Analysis of Bernard Binlin Dadié’s I Thank God

This 13-line free-verse poem starts with gratitude, “I thank you, my God, / for having created me black,” and establishes a mood of celebration. The next line, a continuation of the initial thought, creates a startling counterpoint: “for making me the mixture of all sufferings.” The initial mood of rejoicing is negated, leaving a feeling of tremendous weight and shared pain.

This impression is reinforced when the narrator asserts that white is a color of special status, “the color of occasions,” while black is drab and heavy, “the color of every day.” The feeling of burden is strengthened when the poet, now a metonym for Africa, states, “I have been carrying the world / since the beginning of time,” a reference to every form of exploitation and abuse that Black peoples everywhere have endured. In this poem, Dadié, spokesperson for the “dark” continent, both cries and decries the suffering of his people.

When the poet writes, “We are the night / we are the mystery,” he evokes the historical European view of Africa as a dark and mysterious continent, faintly implying the traditional European conceit that whites brought enlightenment to Black Africa.
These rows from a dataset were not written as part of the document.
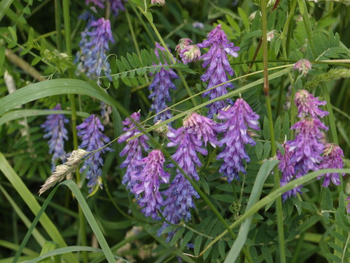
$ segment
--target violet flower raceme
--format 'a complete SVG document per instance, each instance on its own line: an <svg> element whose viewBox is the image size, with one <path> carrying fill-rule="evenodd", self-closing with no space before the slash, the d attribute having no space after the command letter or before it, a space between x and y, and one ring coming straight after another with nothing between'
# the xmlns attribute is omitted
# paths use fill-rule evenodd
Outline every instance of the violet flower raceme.
<svg viewBox="0 0 350 263"><path fill-rule="evenodd" d="M226 73L230 76L233 76L234 72L230 66L227 54L237 58L238 53L237 52L239 50L239 47L234 46L233 43L229 42L225 32L221 29L221 25L213 29L208 34L208 39L197 46L200 48L210 46L208 53L201 57L204 60L202 67L204 68L208 67L206 72L201 76L203 81L209 81L206 89L228 81ZM223 84L206 91L203 93L202 97L209 95L209 100L215 99L227 94L227 88L233 88L234 87L231 83ZM232 103L230 99L226 100L226 101L230 104ZM208 105L209 107L208 118L211 119L214 114L217 114L219 109L223 109L226 105L227 104L222 100Z"/></svg>
<svg viewBox="0 0 350 263"><path fill-rule="evenodd" d="M315 97L312 94L309 93L305 90L298 90L295 93L295 105L298 108L298 114L300 118L309 116L311 117L316 118L318 116L321 118L328 115L328 112L323 111L318 108L320 105L326 105L326 101L318 100L318 97Z"/></svg>
<svg viewBox="0 0 350 263"><path fill-rule="evenodd" d="M62 110L61 105L57 104L52 110ZM64 123L68 123L69 121L63 114L50 114L46 117L45 121L41 127L44 128L46 133L43 137L50 138L48 143L49 146L49 154L52 154L52 170L55 170L55 161L61 159L62 162L66 159L64 151L64 140L68 140L68 132L64 128Z"/></svg>
<svg viewBox="0 0 350 263"><path fill-rule="evenodd" d="M239 173L246 173L242 160L248 163L251 159L248 156L244 144L255 145L255 142L247 133L248 127L260 130L256 114L250 106L242 99L239 98L234 104L227 111L219 110L218 119L226 120L217 128L218 132L225 132L218 146L225 148L218 154L216 159L223 159L220 168L220 173L227 177L230 183L234 179L239 180Z"/></svg>
<svg viewBox="0 0 350 263"><path fill-rule="evenodd" d="M165 50L165 48L162 47L159 43L155 43L155 53L159 58L162 54L158 53L158 48L161 50ZM169 88L176 90L176 87L172 83L172 79L178 79L178 76L172 69L166 70L162 68L160 71L155 74L153 81L150 85L148 89L151 90L150 95L148 98L153 99L150 109L158 114L167 108L166 102L171 102L172 97L170 97ZM172 118L170 111L166 110L161 114L157 115L154 118L154 122L158 120L165 121L166 119Z"/></svg>
<svg viewBox="0 0 350 263"><path fill-rule="evenodd" d="M83 123L77 126L76 130L79 130L78 136L83 141L79 148L85 149L87 151L97 150L104 147L105 143L111 142L109 138L102 133L102 131L104 130L104 127L101 123L99 118L94 114L85 119ZM102 188L101 178L102 170L101 170L101 166L104 164L102 154L105 153L106 151L111 151L113 149L106 147L91 154L85 160L83 167L80 168L80 173L88 169L86 178L89 180L88 187L90 188L90 193L97 184Z"/></svg>
<svg viewBox="0 0 350 263"><path fill-rule="evenodd" d="M294 140L286 142L290 147L289 151L294 151L288 165L294 164L295 172L302 175L309 170L318 170L318 163L322 161L320 154L323 150L323 144L318 141L322 137L321 129L327 130L328 128L318 118L306 118L290 128L299 130L299 133Z"/></svg>
<svg viewBox="0 0 350 263"><path fill-rule="evenodd" d="M344 162L342 156L344 157L343 151L342 149L335 143L328 143L324 146L323 149L323 160L319 166L320 169L327 168L337 168L342 169L344 167ZM342 175L345 175L342 173ZM339 178L339 173L326 173L325 175L319 175L317 179L325 177L323 180L323 187L328 187L330 181L335 185L340 185L340 180Z"/></svg>
<svg viewBox="0 0 350 263"><path fill-rule="evenodd" d="M131 121L132 119L134 122L139 123L140 113L134 112L129 118L125 119L125 120L122 121L122 124L124 125L123 130L127 133L118 139L118 143L126 142L125 147L119 155L121 157L126 155L127 158L119 167L120 168L127 168L125 175L124 175L122 177L122 184L124 185L127 184L127 189L130 190L137 182L135 176L139 175L142 171L142 166L136 164L136 161L143 158L142 148L144 148L145 151L149 149L149 147L146 142L149 139L144 135L127 142L128 139L140 133L140 130L135 128L136 125ZM132 175L133 175L133 178L135 180L132 179Z"/></svg>
<svg viewBox="0 0 350 263"><path fill-rule="evenodd" d="M284 147L284 155L283 155L281 151L277 151L276 158L277 160L279 161L279 168L282 173L282 178L281 179L281 187L286 184L295 178L299 178L301 175L298 173L295 175L295 171L294 170L294 165L289 164L289 160L293 154L293 151L290 151L290 146L284 143L282 147ZM293 177L295 176L295 178ZM300 185L297 187L293 188L291 190L289 190L282 194L282 198L284 199L284 202L287 199L287 198L290 198L291 196L296 196L297 193L302 194L301 189L302 188L302 185Z"/></svg>
<svg viewBox="0 0 350 263"><path fill-rule="evenodd" d="M205 149L202 148L202 140L204 141L206 145L207 142L214 146L218 143L216 128L214 121L196 113L192 113L183 121L183 127L177 130L169 128L170 131L167 136L170 142L167 146L178 147L172 157L191 179L197 181L200 180L196 166L201 167L202 163L197 152L203 155L208 154ZM174 165L169 166L174 167ZM167 199L167 203L174 201L178 218L184 218L187 222L191 218L190 208L195 208L192 196L198 198L200 196L178 169L176 169L176 172L177 175L172 182L172 196L168 196L168 199ZM167 208L164 211L168 211L171 217L173 216Z"/></svg>
<svg viewBox="0 0 350 263"><path fill-rule="evenodd" d="M144 207L142 213L153 219L158 217L157 210L160 210L163 205L163 198L159 192L160 182L162 180L168 183L170 177L170 175L164 171L164 161L162 151L153 150L147 157L135 161L136 165L144 165L144 167L139 175L132 175L132 180L137 182L132 187L132 192L139 196L138 203L141 207ZM142 193L144 194L141 195Z"/></svg>

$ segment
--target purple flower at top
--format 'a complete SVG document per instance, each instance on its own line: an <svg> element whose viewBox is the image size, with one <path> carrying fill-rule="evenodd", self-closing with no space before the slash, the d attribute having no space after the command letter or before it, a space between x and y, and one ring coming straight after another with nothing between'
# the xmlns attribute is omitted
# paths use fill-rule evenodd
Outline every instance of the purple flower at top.
<svg viewBox="0 0 350 263"><path fill-rule="evenodd" d="M318 108L320 105L326 105L326 101L318 100L318 97L315 97L312 94L309 93L305 90L298 90L295 93L295 105L298 107L298 114L300 118L309 116L310 117L317 118L317 116L321 118L328 115L328 112L323 111Z"/></svg>
<svg viewBox="0 0 350 263"><path fill-rule="evenodd" d="M344 167L344 162L342 157L344 157L343 151L338 145L335 143L328 143L324 146L323 149L323 160L319 166L320 169L327 168L337 168L342 169ZM345 175L342 173L342 175ZM328 187L330 181L335 185L340 185L340 180L339 178L339 173L326 173L326 175L319 175L317 179L325 177L323 180L323 187Z"/></svg>
<svg viewBox="0 0 350 263"><path fill-rule="evenodd" d="M125 175L122 177L122 184L124 185L127 184L127 189L130 190L137 182L135 176L139 175L142 171L142 166L137 165L137 161L143 158L142 148L145 151L149 149L149 147L146 142L149 139L144 135L141 135L136 138L127 142L128 139L140 133L140 130L137 128L135 128L136 125L132 121L132 119L134 122L139 123L140 113L134 112L129 118L125 119L125 121L122 121L122 124L124 125L123 130L126 133L118 139L118 143L126 142L125 147L119 155L121 157L126 155L127 158L119 167L120 168L127 168ZM132 179L132 175L134 180Z"/></svg>
<svg viewBox="0 0 350 263"><path fill-rule="evenodd" d="M239 47L234 46L233 43L228 41L225 32L221 29L221 25L218 25L214 29L208 34L208 39L197 46L200 48L210 46L208 53L201 57L204 60L202 67L208 67L206 72L201 76L203 81L209 81L206 89L209 90L228 81L226 73L230 76L233 76L234 72L230 66L227 54L237 58L238 53L237 52L239 50ZM215 99L227 93L227 88L233 88L234 87L231 83L223 84L206 91L203 93L202 97L209 95L209 100ZM226 101L230 104L232 103L230 99L226 100ZM225 106L226 103L222 100L208 105L209 107L208 118L212 118L214 114L217 114L219 109L223 109Z"/></svg>
<svg viewBox="0 0 350 263"><path fill-rule="evenodd" d="M82 65L78 67L88 70L88 75L99 76L102 69L109 74L109 64L106 62L106 52L109 50L108 41L114 43L108 20L102 18L98 20L88 20L79 43L81 53L78 55Z"/></svg>
<svg viewBox="0 0 350 263"><path fill-rule="evenodd" d="M293 154L293 151L290 151L290 146L286 144L283 144L282 146L284 147L284 155L283 155L281 151L277 151L277 160L279 161L279 168L282 173L282 178L281 179L281 187L286 184L295 178L299 178L302 176L300 173L295 175L295 171L294 170L294 165L290 164L289 161ZM295 176L295 178L293 177ZM282 194L282 198L284 202L287 199L287 198L290 198L291 196L296 196L297 193L302 194L301 189L302 185L299 185L297 187L294 187L293 189L289 190Z"/></svg>
<svg viewBox="0 0 350 263"><path fill-rule="evenodd" d="M216 159L223 160L220 173L227 177L230 183L234 179L239 180L239 173L246 173L242 160L248 163L251 159L246 151L244 144L255 145L255 142L247 133L248 127L260 130L256 114L242 98L238 98L234 104L227 111L219 110L218 119L225 120L219 125L218 132L225 132L218 146L225 148L218 154Z"/></svg>
<svg viewBox="0 0 350 263"><path fill-rule="evenodd" d="M123 11L125 10L125 8L122 4L122 0L109 0L109 2L111 3L111 10L112 11L114 16L117 16L120 10Z"/></svg>
<svg viewBox="0 0 350 263"><path fill-rule="evenodd" d="M51 110L62 110L61 104L59 103ZM64 128L64 123L68 123L69 121L63 114L50 114L46 117L46 121L41 124L46 133L43 137L50 138L48 144L49 147L49 154L52 154L52 170L55 170L55 162L57 159L61 159L62 162L66 159L66 152L64 151L64 140L68 140L68 132Z"/></svg>
<svg viewBox="0 0 350 263"><path fill-rule="evenodd" d="M318 170L318 163L322 161L320 154L323 150L323 144L318 141L322 137L320 129L327 130L328 128L318 118L306 118L290 128L299 132L294 140L286 142L290 147L289 151L294 151L288 165L295 164L295 172L302 175L309 170Z"/></svg>
<svg viewBox="0 0 350 263"><path fill-rule="evenodd" d="M346 205L346 212L350 213L350 196L345 199L345 201L349 201L349 203Z"/></svg>
<svg viewBox="0 0 350 263"><path fill-rule="evenodd" d="M76 130L79 130L78 136L83 141L79 148L84 149L86 151L97 150L104 147L106 143L111 142L109 138L102 133L102 131L104 130L104 127L101 123L99 118L94 114L85 119L83 123L77 126ZM106 151L112 151L113 149L106 147L92 154L85 160L80 168L80 173L88 169L86 178L89 180L88 187L90 188L90 193L97 184L102 188L101 180L102 170L101 170L101 166L104 164L102 154L105 153Z"/></svg>
<svg viewBox="0 0 350 263"><path fill-rule="evenodd" d="M159 58L158 48L164 51L165 48L162 47L159 43L155 43L155 54ZM162 55L160 54L160 55ZM167 108L166 102L171 102L172 97L170 97L169 88L176 90L176 87L173 83L172 79L178 79L178 76L171 69L166 70L162 68L160 71L155 74L153 81L150 85L148 89L151 90L150 95L148 98L153 99L150 109L158 114L162 112ZM166 119L172 118L172 114L169 109L157 115L154 118L154 122L158 120L165 121Z"/></svg>
<svg viewBox="0 0 350 263"><path fill-rule="evenodd" d="M138 203L141 207L144 207L142 213L153 219L158 217L157 210L160 210L163 205L163 198L159 192L160 182L168 183L170 177L170 175L164 171L164 161L162 151L153 150L147 157L135 161L136 165L144 167L139 175L132 175L132 180L137 182L132 187L132 192L139 196ZM142 196L141 193L144 193Z"/></svg>
<svg viewBox="0 0 350 263"><path fill-rule="evenodd" d="M104 0L85 0L85 4L88 6L89 3L92 3L93 5L99 7L100 8L104 8Z"/></svg>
Yet the last two lines of the poem—“And with us, and for us, / there are the stars.”—restore the positive mood suggested by the opening. The stars, compasses in the sky, beacons of light and hope, shine for Dadié and his people. In closing his poem thus, the writer summons a shining road ahead for Africa and its peoples.

One last and intriguing aspect of the poem must be explored, the lines that read “and my smile on the world / created the day in the night.” Surely there is an allusion here to Africa as the cradle of life, the origin of humankind. This thought connects with the preceding lines: “I have been carrying the world / since the beginning of time.” Africa has borne not only the burden of the world’s suffering and pain; she has also carried the world in her womb. When Africa smiled, she gave life—and martyrs—to the world.

Bibliography
Dadié, Bernard Binlin. “Je remercie Dieu” (I Thank God). In La Ronde des jours, translated by Debra Popkin. In Encyclopedia of World Literature in the 20th Century, edited by Leonard S. Klein. New York: Frederick Unger, 1981.